The initiative will enable countries to prepare alternative learning programmes in the case of school closures and help schools keep children and their communities safe by providing vital information on handwashing and other hygiene practices. The funds will also help support children’s mental health and prevent stigma and discrimination by encouraging students to avoid stereotypes when talking about the virus.
In all 145 countries, UNICEF will work with partners to:
Support governments’ crisis response plans including technical assistance, rapid risk analysis, data collection, and planning for the reopening of schools.
Support the planning and implementation of safe school operation and risk communication including translating, printing, disseminating and implementing safe school guidelines; equipping schools with hygiene packages and circulating critical information on disease prevention; and training teachers and caregivers in psychosocial and mental health support for themselves and students.
Ensure continuity of learning and access to remote learning programs including designing and preparing alternative education programmes through online, radio and television.
Enhance knowledge sharing and capacity building for the current response and future pandemics.
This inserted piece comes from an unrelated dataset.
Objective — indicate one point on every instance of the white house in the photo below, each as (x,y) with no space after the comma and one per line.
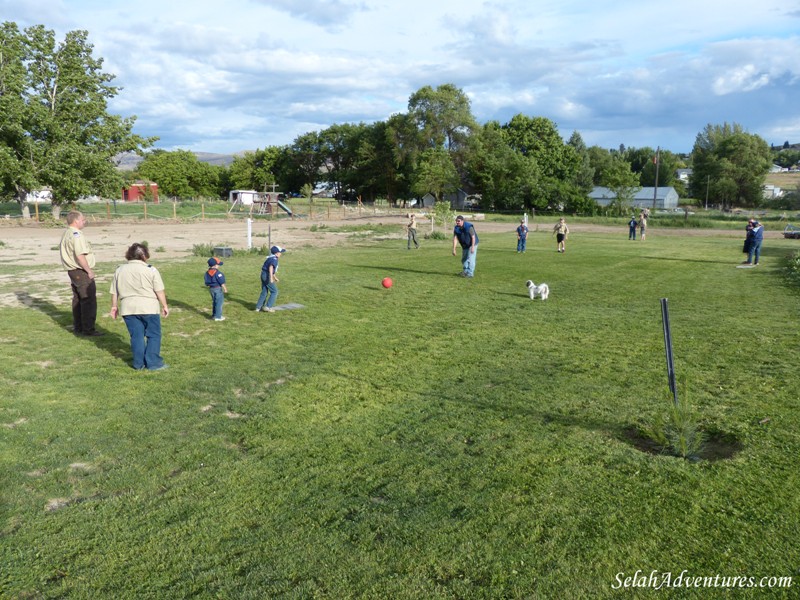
(665,197)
In Uganda, to keep children learning at home during the COVID-19 pandemic, the Ministry of Education and Sports, UNICEF and the National Information Technology Authority (NITA-U), have introduced a free of charge and easy to use digital learning platform – Kolibri – with education content approved by the National Curriculum Development Center (NCDC) in Science and Mathematics for Secondary School learners and Inclusive education for primary.
To access Kolibri one will need internet connectivity and gadgets such as a desk computer, laptop or smartphone and follow the guide below.
Step by Step Guide:
Open a browser (Chrome) on the device being used.
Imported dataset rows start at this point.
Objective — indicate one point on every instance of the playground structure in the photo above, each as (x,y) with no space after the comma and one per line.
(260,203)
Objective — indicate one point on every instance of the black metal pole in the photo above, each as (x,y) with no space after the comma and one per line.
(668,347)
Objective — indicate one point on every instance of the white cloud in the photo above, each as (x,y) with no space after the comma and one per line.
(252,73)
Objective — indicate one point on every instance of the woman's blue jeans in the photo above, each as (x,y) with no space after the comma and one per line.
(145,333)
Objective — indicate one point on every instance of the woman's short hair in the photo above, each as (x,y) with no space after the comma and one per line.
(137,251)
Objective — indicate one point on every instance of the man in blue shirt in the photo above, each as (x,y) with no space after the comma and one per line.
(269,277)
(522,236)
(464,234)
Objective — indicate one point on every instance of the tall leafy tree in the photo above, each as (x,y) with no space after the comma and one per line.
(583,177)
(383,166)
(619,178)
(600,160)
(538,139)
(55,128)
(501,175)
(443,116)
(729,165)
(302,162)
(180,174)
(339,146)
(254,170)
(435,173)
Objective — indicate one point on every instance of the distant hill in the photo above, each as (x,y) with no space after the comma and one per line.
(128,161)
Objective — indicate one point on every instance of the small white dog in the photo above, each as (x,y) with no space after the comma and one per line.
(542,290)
Load/type the following link http://e-learning.education.go.ug
A login page will appear. Create an account with a username and password or explore without an account. Keep your login details and use them again.
The following content folders will display: Secondary School, Youth Center, Funza, and Ministry of Education and Sports & Kyambogo University for inclusive education in Uganda.
Proceed to navigate through the content.
At the same time, to support the continued learning of the vast majority of children who would want to access Kolibri but do not have the required gadgets or are limited by lack of electricity, UNICEF, together with the Ministry of Education and Sports and other education partners, are exploring the use of existing radio-based learning materials since radio reaches more than 80 per cent of Ugandans.
UNICEF and partners will also support the Ministry of Education and Sports to design an accelerated learning programme that will benefit all children when schools reopen.